As their relations with Erdogan soured, U.S. capitalists built up the Gulen opposition as a wedge to coerce Turkey to do more to fight ISIS. But once Erdogan blamed Gulen for the failed coup and seized the opportunity to eliminate the Gulenists and other pro-U.S. forces, that strategy now looks like a loser.
Rulers Running Out of Options
In the bloody proxy war in Syria, Turkey initially sided with the U.S., and against Russia and Syria’s Bashar al-Assad regime. But after the U.S. was forced to look to Russia to reverse ISIS territorial gains, the balance shifted. “Moscow is back as a big player in the Middle East, while Washington looks humbled, a shadow of the great power that once dominated events in the region”(The Guardian, 2/13). In June, Erdogan apologized to Russian President Vladimir Putin for downing a Russian warplane last November. Turkey also mended fences with Syria; “Assad the enemy” became “Assad the brother” (sputniknews.com, 7/4). The Russian ruling class sees Turkey making “a general shift toward the East and closer relations with Russia” (Moscow Times, 7/21).
Regardless of who actually orchestrated the failed coup, the result is clear. The U.S. bosses’ base in the Turkish ruling class has been decimated. Their credibility with oppressed workers there is nil. The bosses’ options are steadily narrowing—in Turkey and Syria, Iraq and Afghanistan, South America and the South China Sea. At some point, they will have just one option left: World War III. But without Turkey on their side, they are less likely to win it.
Fight Capitalist Dictatorship!
As Erdogan’s ruthless purge unfolded, Obama gave the effective dictator a “‘shout-out’ for his resilience” (New York Times, 7/20). This pathetic capitulation exposed the bosses’ conventions in Cleveland and Philadelphia for the empty charades they are. Turkey reminds us that capitalist “democracy” is a velvet glove on the iron fist of capitalist dictatorship—and that the glove can be thrown off very quickly. As Erdogan once said (and as Hillary Clinton or Donald Trump might say, if they were honest), democracy is like a bus ride: Once he got to his stop, he was getting off (Bloomberg News, 7/4/13). Workers in Turkey have no more “due process” or “constitutional rights” than Philando Castile or Alton Sterling, murdered in cold blood by the kkkops.

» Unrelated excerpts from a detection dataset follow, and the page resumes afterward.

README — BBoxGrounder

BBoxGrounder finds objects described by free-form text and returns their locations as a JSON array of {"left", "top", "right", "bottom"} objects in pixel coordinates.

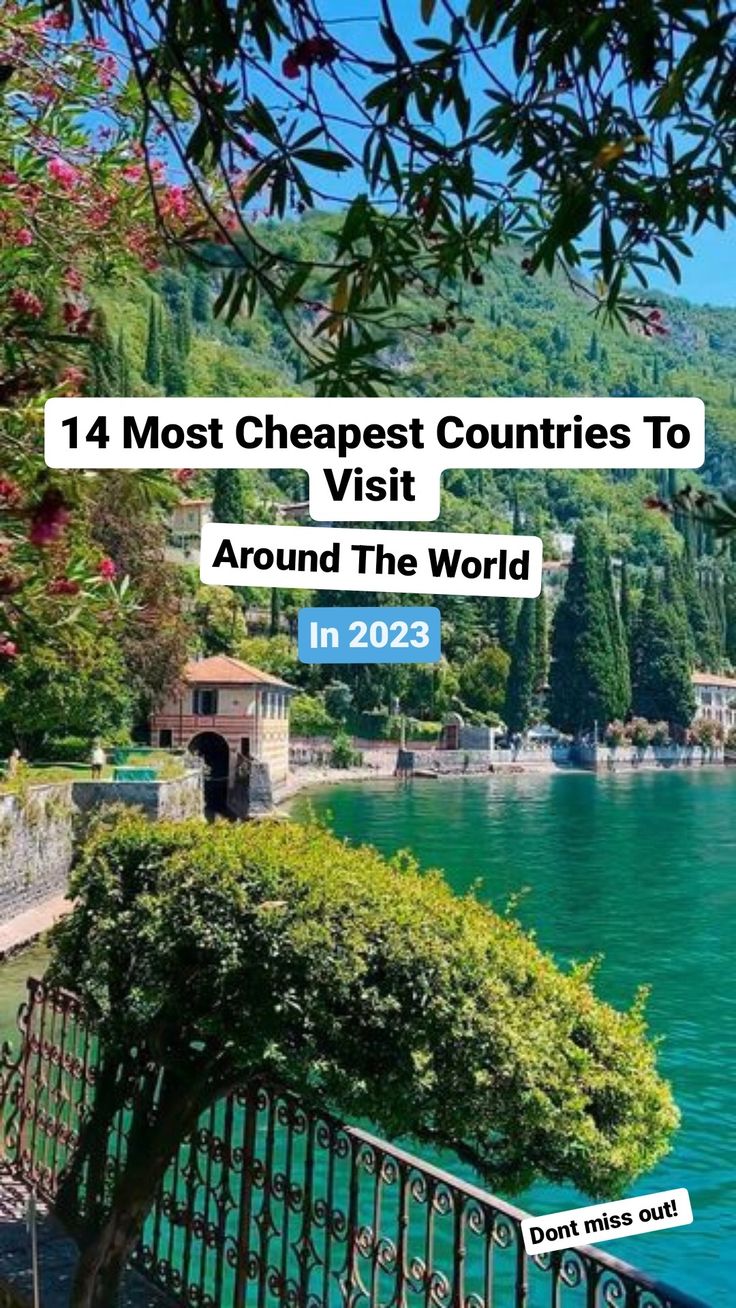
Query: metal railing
[{"left": 0, "top": 981, "right": 706, "bottom": 1308}]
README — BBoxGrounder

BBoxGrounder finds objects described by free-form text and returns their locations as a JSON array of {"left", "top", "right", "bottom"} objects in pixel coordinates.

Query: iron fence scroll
[{"left": 0, "top": 981, "right": 706, "bottom": 1308}]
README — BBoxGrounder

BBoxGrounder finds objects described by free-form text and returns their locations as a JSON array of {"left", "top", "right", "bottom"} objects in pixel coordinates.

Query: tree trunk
[{"left": 69, "top": 1069, "right": 209, "bottom": 1308}]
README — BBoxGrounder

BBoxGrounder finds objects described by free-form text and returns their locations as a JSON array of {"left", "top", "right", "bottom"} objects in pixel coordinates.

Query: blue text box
[{"left": 298, "top": 606, "right": 442, "bottom": 663}]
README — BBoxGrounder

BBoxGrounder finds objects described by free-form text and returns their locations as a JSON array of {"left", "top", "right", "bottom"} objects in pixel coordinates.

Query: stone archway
[{"left": 188, "top": 731, "right": 230, "bottom": 814}]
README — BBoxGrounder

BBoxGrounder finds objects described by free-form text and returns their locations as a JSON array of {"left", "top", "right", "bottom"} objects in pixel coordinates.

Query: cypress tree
[
  {"left": 603, "top": 552, "right": 631, "bottom": 718},
  {"left": 212, "top": 468, "right": 246, "bottom": 522},
  {"left": 90, "top": 314, "right": 122, "bottom": 396},
  {"left": 723, "top": 564, "right": 736, "bottom": 663},
  {"left": 664, "top": 553, "right": 720, "bottom": 668},
  {"left": 494, "top": 595, "right": 519, "bottom": 654},
  {"left": 618, "top": 559, "right": 634, "bottom": 641},
  {"left": 161, "top": 308, "right": 187, "bottom": 395},
  {"left": 144, "top": 296, "right": 162, "bottom": 386},
  {"left": 171, "top": 293, "right": 192, "bottom": 358},
  {"left": 192, "top": 273, "right": 212, "bottom": 323},
  {"left": 503, "top": 599, "right": 536, "bottom": 731},
  {"left": 118, "top": 327, "right": 131, "bottom": 395},
  {"left": 535, "top": 596, "right": 549, "bottom": 691},
  {"left": 549, "top": 522, "right": 629, "bottom": 735},
  {"left": 631, "top": 568, "right": 695, "bottom": 732}
]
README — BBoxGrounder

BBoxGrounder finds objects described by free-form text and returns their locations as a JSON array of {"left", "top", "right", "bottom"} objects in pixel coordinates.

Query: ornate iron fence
[{"left": 0, "top": 981, "right": 706, "bottom": 1308}]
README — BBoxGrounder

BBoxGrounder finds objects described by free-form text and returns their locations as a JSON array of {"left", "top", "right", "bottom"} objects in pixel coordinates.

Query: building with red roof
[{"left": 150, "top": 654, "right": 295, "bottom": 810}]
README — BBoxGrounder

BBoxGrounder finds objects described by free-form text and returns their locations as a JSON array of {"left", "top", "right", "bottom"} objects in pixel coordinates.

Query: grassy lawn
[{"left": 0, "top": 749, "right": 184, "bottom": 794}]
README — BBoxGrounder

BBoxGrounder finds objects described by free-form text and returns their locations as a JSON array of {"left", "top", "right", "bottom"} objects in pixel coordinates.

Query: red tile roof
[
  {"left": 693, "top": 672, "right": 736, "bottom": 691},
  {"left": 182, "top": 654, "right": 293, "bottom": 691}
]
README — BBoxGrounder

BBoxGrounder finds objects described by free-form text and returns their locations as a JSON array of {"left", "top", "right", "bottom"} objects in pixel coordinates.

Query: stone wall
[
  {"left": 573, "top": 744, "right": 723, "bottom": 772},
  {"left": 0, "top": 770, "right": 203, "bottom": 922},
  {"left": 397, "top": 746, "right": 570, "bottom": 777},
  {"left": 72, "top": 770, "right": 203, "bottom": 821},
  {"left": 0, "top": 785, "right": 75, "bottom": 922}
]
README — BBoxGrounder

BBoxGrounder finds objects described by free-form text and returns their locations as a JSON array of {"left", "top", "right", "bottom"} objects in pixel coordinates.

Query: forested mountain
[{"left": 95, "top": 218, "right": 736, "bottom": 551}]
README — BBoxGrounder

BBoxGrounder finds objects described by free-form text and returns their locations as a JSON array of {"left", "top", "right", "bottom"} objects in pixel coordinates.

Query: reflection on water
[{"left": 293, "top": 770, "right": 736, "bottom": 1308}]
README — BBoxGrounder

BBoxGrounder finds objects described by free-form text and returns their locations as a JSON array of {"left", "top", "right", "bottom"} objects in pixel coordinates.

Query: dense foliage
[
  {"left": 66, "top": 0, "right": 735, "bottom": 394},
  {"left": 50, "top": 811, "right": 677, "bottom": 1302},
  {"left": 549, "top": 522, "right": 630, "bottom": 735}
]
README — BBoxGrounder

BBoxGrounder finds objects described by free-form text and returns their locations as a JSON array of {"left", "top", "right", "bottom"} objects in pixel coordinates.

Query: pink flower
[
  {"left": 97, "top": 55, "right": 118, "bottom": 90},
  {"left": 9, "top": 286, "right": 43, "bottom": 318},
  {"left": 47, "top": 156, "right": 80, "bottom": 191},
  {"left": 161, "top": 186, "right": 190, "bottom": 218},
  {"left": 29, "top": 489, "right": 69, "bottom": 547},
  {"left": 44, "top": 9, "right": 69, "bottom": 31}
]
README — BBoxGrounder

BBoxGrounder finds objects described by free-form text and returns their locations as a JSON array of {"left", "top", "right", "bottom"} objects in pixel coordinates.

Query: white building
[
  {"left": 165, "top": 500, "right": 212, "bottom": 568},
  {"left": 693, "top": 672, "right": 736, "bottom": 734}
]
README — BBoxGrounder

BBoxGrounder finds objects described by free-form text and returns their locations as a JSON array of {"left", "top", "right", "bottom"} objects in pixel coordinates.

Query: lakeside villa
[
  {"left": 149, "top": 654, "right": 295, "bottom": 814},
  {"left": 693, "top": 672, "right": 736, "bottom": 735}
]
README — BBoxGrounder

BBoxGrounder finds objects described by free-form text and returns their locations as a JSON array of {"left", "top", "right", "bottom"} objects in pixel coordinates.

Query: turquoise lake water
[{"left": 292, "top": 770, "right": 736, "bottom": 1308}]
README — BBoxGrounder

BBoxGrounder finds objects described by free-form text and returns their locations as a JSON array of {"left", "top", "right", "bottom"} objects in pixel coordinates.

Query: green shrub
[
  {"left": 50, "top": 810, "right": 678, "bottom": 1196},
  {"left": 289, "top": 692, "right": 339, "bottom": 736},
  {"left": 329, "top": 731, "right": 361, "bottom": 768}
]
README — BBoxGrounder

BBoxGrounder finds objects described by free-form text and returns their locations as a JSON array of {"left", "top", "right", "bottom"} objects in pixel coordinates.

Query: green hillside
[{"left": 93, "top": 218, "right": 736, "bottom": 725}]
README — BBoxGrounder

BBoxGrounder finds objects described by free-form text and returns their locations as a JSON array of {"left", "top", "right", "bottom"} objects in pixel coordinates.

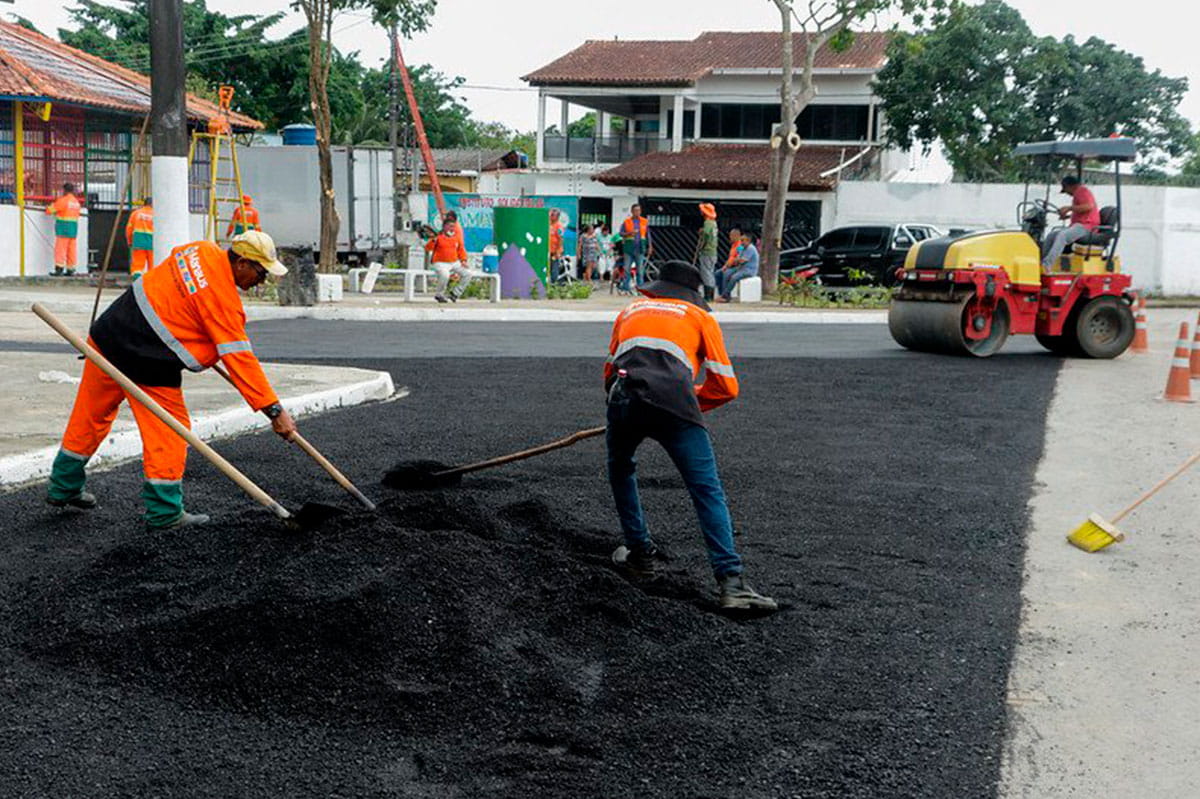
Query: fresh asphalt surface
[{"left": 0, "top": 320, "right": 1058, "bottom": 799}]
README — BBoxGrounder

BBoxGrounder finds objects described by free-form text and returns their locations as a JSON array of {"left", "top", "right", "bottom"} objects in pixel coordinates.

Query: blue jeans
[
  {"left": 716, "top": 266, "right": 758, "bottom": 300},
  {"left": 606, "top": 397, "right": 742, "bottom": 577}
]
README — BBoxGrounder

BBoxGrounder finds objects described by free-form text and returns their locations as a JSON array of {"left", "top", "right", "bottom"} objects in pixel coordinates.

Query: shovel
[
  {"left": 383, "top": 427, "right": 607, "bottom": 491},
  {"left": 212, "top": 364, "right": 376, "bottom": 511},
  {"left": 32, "top": 302, "right": 343, "bottom": 530}
]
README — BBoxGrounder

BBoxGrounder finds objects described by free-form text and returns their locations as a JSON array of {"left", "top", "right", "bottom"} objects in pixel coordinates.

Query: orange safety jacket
[
  {"left": 226, "top": 205, "right": 263, "bottom": 238},
  {"left": 46, "top": 194, "right": 83, "bottom": 239},
  {"left": 604, "top": 298, "right": 738, "bottom": 425},
  {"left": 125, "top": 205, "right": 154, "bottom": 250},
  {"left": 91, "top": 241, "right": 278, "bottom": 410},
  {"left": 425, "top": 229, "right": 467, "bottom": 264}
]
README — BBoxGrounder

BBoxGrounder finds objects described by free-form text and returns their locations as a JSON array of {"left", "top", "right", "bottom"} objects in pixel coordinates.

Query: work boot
[
  {"left": 46, "top": 491, "right": 96, "bottom": 510},
  {"left": 150, "top": 511, "right": 209, "bottom": 530},
  {"left": 716, "top": 575, "right": 779, "bottom": 611},
  {"left": 612, "top": 541, "right": 666, "bottom": 578}
]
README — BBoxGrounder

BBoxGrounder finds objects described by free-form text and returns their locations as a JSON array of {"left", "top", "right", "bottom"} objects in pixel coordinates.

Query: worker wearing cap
[
  {"left": 125, "top": 197, "right": 154, "bottom": 277},
  {"left": 47, "top": 230, "right": 296, "bottom": 528},
  {"left": 226, "top": 194, "right": 263, "bottom": 239},
  {"left": 46, "top": 184, "right": 83, "bottom": 275},
  {"left": 604, "top": 260, "right": 778, "bottom": 611},
  {"left": 696, "top": 203, "right": 718, "bottom": 300}
]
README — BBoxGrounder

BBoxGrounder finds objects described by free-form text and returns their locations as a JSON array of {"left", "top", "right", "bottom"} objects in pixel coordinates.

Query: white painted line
[{"left": 0, "top": 372, "right": 396, "bottom": 487}]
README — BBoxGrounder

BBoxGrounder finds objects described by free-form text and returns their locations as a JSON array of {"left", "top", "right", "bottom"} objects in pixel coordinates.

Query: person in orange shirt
[
  {"left": 226, "top": 194, "right": 263, "bottom": 239},
  {"left": 604, "top": 260, "right": 779, "bottom": 611},
  {"left": 46, "top": 230, "right": 296, "bottom": 528},
  {"left": 125, "top": 197, "right": 154, "bottom": 277},
  {"left": 46, "top": 184, "right": 83, "bottom": 275},
  {"left": 425, "top": 211, "right": 470, "bottom": 302}
]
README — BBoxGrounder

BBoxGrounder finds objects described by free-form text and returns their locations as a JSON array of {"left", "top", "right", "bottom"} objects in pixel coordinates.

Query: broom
[{"left": 1067, "top": 443, "right": 1200, "bottom": 552}]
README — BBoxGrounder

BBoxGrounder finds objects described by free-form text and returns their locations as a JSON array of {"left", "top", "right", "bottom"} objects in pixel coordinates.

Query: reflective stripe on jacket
[
  {"left": 130, "top": 241, "right": 278, "bottom": 410},
  {"left": 604, "top": 298, "right": 738, "bottom": 425}
]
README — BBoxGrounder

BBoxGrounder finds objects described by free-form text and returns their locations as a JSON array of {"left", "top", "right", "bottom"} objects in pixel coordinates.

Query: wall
[
  {"left": 0, "top": 205, "right": 89, "bottom": 277},
  {"left": 824, "top": 181, "right": 1200, "bottom": 294}
]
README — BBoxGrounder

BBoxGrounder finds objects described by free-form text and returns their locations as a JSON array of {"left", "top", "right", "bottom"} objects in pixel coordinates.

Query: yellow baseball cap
[{"left": 230, "top": 230, "right": 288, "bottom": 277}]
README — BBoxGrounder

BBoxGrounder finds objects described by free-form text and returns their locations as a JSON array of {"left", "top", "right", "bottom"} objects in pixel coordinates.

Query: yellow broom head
[{"left": 1067, "top": 513, "right": 1124, "bottom": 552}]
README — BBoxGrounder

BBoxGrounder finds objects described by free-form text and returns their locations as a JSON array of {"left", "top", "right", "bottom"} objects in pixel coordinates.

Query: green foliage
[{"left": 875, "top": 0, "right": 1194, "bottom": 180}]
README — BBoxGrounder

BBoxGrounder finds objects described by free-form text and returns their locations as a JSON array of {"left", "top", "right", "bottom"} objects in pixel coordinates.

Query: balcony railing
[{"left": 544, "top": 136, "right": 671, "bottom": 163}]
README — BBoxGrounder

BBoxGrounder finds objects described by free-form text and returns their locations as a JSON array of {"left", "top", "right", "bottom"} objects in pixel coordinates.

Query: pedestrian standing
[
  {"left": 46, "top": 184, "right": 83, "bottom": 277},
  {"left": 425, "top": 211, "right": 470, "bottom": 302},
  {"left": 696, "top": 203, "right": 718, "bottom": 300},
  {"left": 125, "top": 197, "right": 154, "bottom": 277},
  {"left": 604, "top": 260, "right": 778, "bottom": 611}
]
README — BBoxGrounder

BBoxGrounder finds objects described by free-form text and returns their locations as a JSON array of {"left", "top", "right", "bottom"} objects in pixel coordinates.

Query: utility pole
[{"left": 150, "top": 0, "right": 191, "bottom": 264}]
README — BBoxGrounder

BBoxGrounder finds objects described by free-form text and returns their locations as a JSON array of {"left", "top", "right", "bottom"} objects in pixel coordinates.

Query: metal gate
[{"left": 638, "top": 197, "right": 821, "bottom": 263}]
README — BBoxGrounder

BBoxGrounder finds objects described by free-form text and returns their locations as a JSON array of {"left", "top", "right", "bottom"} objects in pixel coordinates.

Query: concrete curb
[{"left": 0, "top": 367, "right": 396, "bottom": 488}]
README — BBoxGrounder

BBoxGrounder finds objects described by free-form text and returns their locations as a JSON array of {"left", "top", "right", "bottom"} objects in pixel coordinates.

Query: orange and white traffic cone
[
  {"left": 1192, "top": 307, "right": 1200, "bottom": 380},
  {"left": 1129, "top": 294, "right": 1147, "bottom": 353},
  {"left": 1163, "top": 322, "right": 1192, "bottom": 402}
]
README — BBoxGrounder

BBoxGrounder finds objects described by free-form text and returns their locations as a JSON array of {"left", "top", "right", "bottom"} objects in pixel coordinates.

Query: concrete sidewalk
[
  {"left": 0, "top": 280, "right": 887, "bottom": 324},
  {"left": 0, "top": 347, "right": 396, "bottom": 487},
  {"left": 997, "top": 308, "right": 1200, "bottom": 799}
]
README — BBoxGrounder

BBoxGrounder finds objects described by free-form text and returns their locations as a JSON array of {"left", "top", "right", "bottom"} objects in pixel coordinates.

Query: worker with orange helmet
[
  {"left": 125, "top": 197, "right": 154, "bottom": 277},
  {"left": 226, "top": 194, "right": 263, "bottom": 239},
  {"left": 46, "top": 230, "right": 296, "bottom": 528},
  {"left": 46, "top": 184, "right": 83, "bottom": 276}
]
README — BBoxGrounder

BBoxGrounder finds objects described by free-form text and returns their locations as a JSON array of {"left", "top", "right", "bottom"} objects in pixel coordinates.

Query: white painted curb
[{"left": 0, "top": 372, "right": 396, "bottom": 487}]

But millions of those workers are seeking a way to revolt against the profit system’s brutality. From Baton Rouge to Istanbul, the working class will fight back against the bosses’ exploitation and endless wars for profit. Within that struggle lies our opportunity. Only a united working class—led by the international, revolutionary communist Progressive Labor Party—can defeat rising fascism and the capitalist system that breeds it. Join us!